Friday, 13 December 2013

A Management Truism to Remember: Your Workers Aren’t You (Crystal Spraggins)



A Management Truism to Remember: Your Workers Aren’t You

Illustration by Dreamstime.
One of the first things I learned after starting a freelance writing career is that many people expect writers to work for free.
Writing for free, or for exposure, is a hotly debated topic among writers, and it doesn’t take the imagination of a writer to guess why.
But of all the times I’ve told someone “I’m flattered, but I write for a living,” one conversation in particular made a real impression on me.

Good HR advice from an unlikely source

During that conversation, a small business owner was proposing that I write for him while his business got off the ground, at which time, hopefully, he’d be able to hire me for a fee. During our talk, this owner spent a good amount of time telling me about his plans for his business, and it was evident that he was excited about the road ahead.
And that was all fine and good — for him.
As I told him later, “I wish you well with your business venture, but this is your vision, not mine. My vision is to be a well-paid writer, and unfortunately, I don’t think that writing for you for free is going to get me there.”
Maybe that sounds a little harsh. It wasn’t. Instead, it was damn good HR advice. (No matter where I am or what I do, I just can’t turn it off.)

Employees don’t share your agenda

If you’re in management, and especially if you’re a manager/business owner with employees, don’t make the mistake of believing that your employees have the same agenda as you. They don’t.
Your employees may admire you, they may appreciate you, and they may appreciate the mission of the company, but they have their own concerns. They have their own goals and their own interests. And that’s OK.
Let me make the point another way.

A small history lesson…

The year was 1870. The place was Coatesville, Pennsylvania. And the problem was slow but steady change.
The men of the Lukens Steel Company had to admit they’d been treated pretty well. Employer-provided housing at decent rental rates, pay advances, personal loans — these were but a few of the fringe benefits of working at the mill. At one point, when economic times had gotten tough, the mill would even run at cost to keep the men employed.
But the situation wasn’t all puppy dogs and rainbows. Management took care of its employees and, in return, had expectations beyond mere good performance.
Workers were to be compliant. Anyone caught “causing trouble” by asking too many questions about management decisions or by offering his skills elsewhere ran the risk of being blacklisted, not that shopping around would have yielded much. The local mills “collaborated” on compensation strategies to keep competition down.
And yet, employees were happy and loyal. Until they weren’t.

Yes, even paternalism has its limits

By 1887, some 77 years after the mill had opened, employees had grown weary of thispaternalistic management style and began to want some things for themselves, like better wages. Profits were up, and they wanted a share in the good fortune. They’d heard the news reports about the strike at the Pittsburgh Bessemer Steel Company in 1882 (workers decided to strike rather than sign so-called yellow dog contracts), and in 1886, two mills in Coatesville had gone on strike as well.
Now, 77 years is admittedly a good run, and I’d be silly to try to claim that this management style was a bad move from the start.
But paternalism has its limits.
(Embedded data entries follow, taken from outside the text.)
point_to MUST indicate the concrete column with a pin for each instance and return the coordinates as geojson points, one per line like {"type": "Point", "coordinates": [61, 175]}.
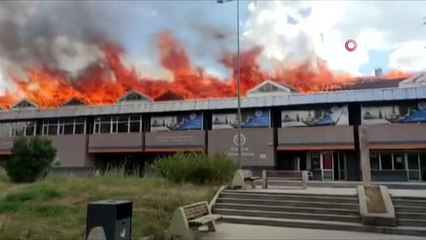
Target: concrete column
{"type": "Point", "coordinates": [365, 155]}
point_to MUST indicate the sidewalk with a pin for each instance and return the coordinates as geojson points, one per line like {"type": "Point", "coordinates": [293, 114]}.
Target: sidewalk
{"type": "Point", "coordinates": [336, 191]}
{"type": "Point", "coordinates": [228, 231]}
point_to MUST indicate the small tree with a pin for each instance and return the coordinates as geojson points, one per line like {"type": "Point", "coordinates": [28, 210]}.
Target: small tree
{"type": "Point", "coordinates": [31, 159]}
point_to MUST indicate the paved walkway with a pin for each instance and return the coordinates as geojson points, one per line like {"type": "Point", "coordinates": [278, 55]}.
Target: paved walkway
{"type": "Point", "coordinates": [337, 191]}
{"type": "Point", "coordinates": [227, 231]}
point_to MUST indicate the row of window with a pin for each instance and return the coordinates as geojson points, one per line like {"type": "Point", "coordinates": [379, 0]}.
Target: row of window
{"type": "Point", "coordinates": [395, 160]}
{"type": "Point", "coordinates": [70, 126]}
{"type": "Point", "coordinates": [15, 129]}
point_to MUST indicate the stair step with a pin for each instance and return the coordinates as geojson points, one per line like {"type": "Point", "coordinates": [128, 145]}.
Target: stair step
{"type": "Point", "coordinates": [289, 215]}
{"type": "Point", "coordinates": [411, 222]}
{"type": "Point", "coordinates": [287, 208]}
{"type": "Point", "coordinates": [327, 225]}
{"type": "Point", "coordinates": [406, 208]}
{"type": "Point", "coordinates": [288, 203]}
{"type": "Point", "coordinates": [411, 215]}
{"type": "Point", "coordinates": [421, 204]}
{"type": "Point", "coordinates": [300, 197]}
{"type": "Point", "coordinates": [301, 194]}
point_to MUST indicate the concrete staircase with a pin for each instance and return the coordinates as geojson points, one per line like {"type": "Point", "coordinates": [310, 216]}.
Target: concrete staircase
{"type": "Point", "coordinates": [410, 212]}
{"type": "Point", "coordinates": [326, 211]}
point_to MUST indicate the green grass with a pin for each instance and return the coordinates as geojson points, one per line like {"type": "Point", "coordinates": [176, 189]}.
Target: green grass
{"type": "Point", "coordinates": [375, 202]}
{"type": "Point", "coordinates": [55, 208]}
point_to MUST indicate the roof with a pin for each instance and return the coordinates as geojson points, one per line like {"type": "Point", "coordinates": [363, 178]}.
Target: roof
{"type": "Point", "coordinates": [372, 83]}
{"type": "Point", "coordinates": [270, 87]}
{"type": "Point", "coordinates": [169, 96]}
{"type": "Point", "coordinates": [335, 97]}
{"type": "Point", "coordinates": [23, 103]}
{"type": "Point", "coordinates": [133, 95]}
{"type": "Point", "coordinates": [418, 80]}
{"type": "Point", "coordinates": [74, 101]}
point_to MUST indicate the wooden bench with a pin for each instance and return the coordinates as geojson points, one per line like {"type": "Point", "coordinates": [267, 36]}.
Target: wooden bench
{"type": "Point", "coordinates": [187, 219]}
{"type": "Point", "coordinates": [301, 176]}
{"type": "Point", "coordinates": [242, 178]}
Eventually, the workers at Lukens went on strike.
The mill owner apparently took the strike as a personal insult, believing himself to be a decent sort besieged by ingrates. So, a couple of months into the strike, when he became convinced that the workers were holding firm, he kicked them out of their rentals and fired them.
Humph.
The workers had decided to place the interests of their real families above the interests of the patriarchal mill owner, and that came as an unwelcome surprise to him.

Your workers aren’t you

You may say, “Well, since the workers went on strike, the owner should have kicked them out of his properties,” and granted, the move wasn’t completely unexpected. But remember, the workers were paying rent. The owner kicked them out to make a point, plain and simple. \
Here’s what he wrote to an agent about the situation:
You cannot realize the situation as we do, nor comprehend how fully we would be surrendering ourselves into the control of our workmen by yielding at present. It is not the question of a slight advance in wages merely, but there is a principle at stake which is of far more importance.”
Three months later, the men were back at work at their old rates. However, the relationship between employer and employees had been irrevocably changed. New lines had been drawn in the sand.
Repeat: If you’re in management, or a manager/business owner, your employees aren’t you and you should manage them understanding and appreciating as much.
(By the way, this is why I favor the servant leadership style of management, which views subordinates as partners, not servants or children.)
Just saying.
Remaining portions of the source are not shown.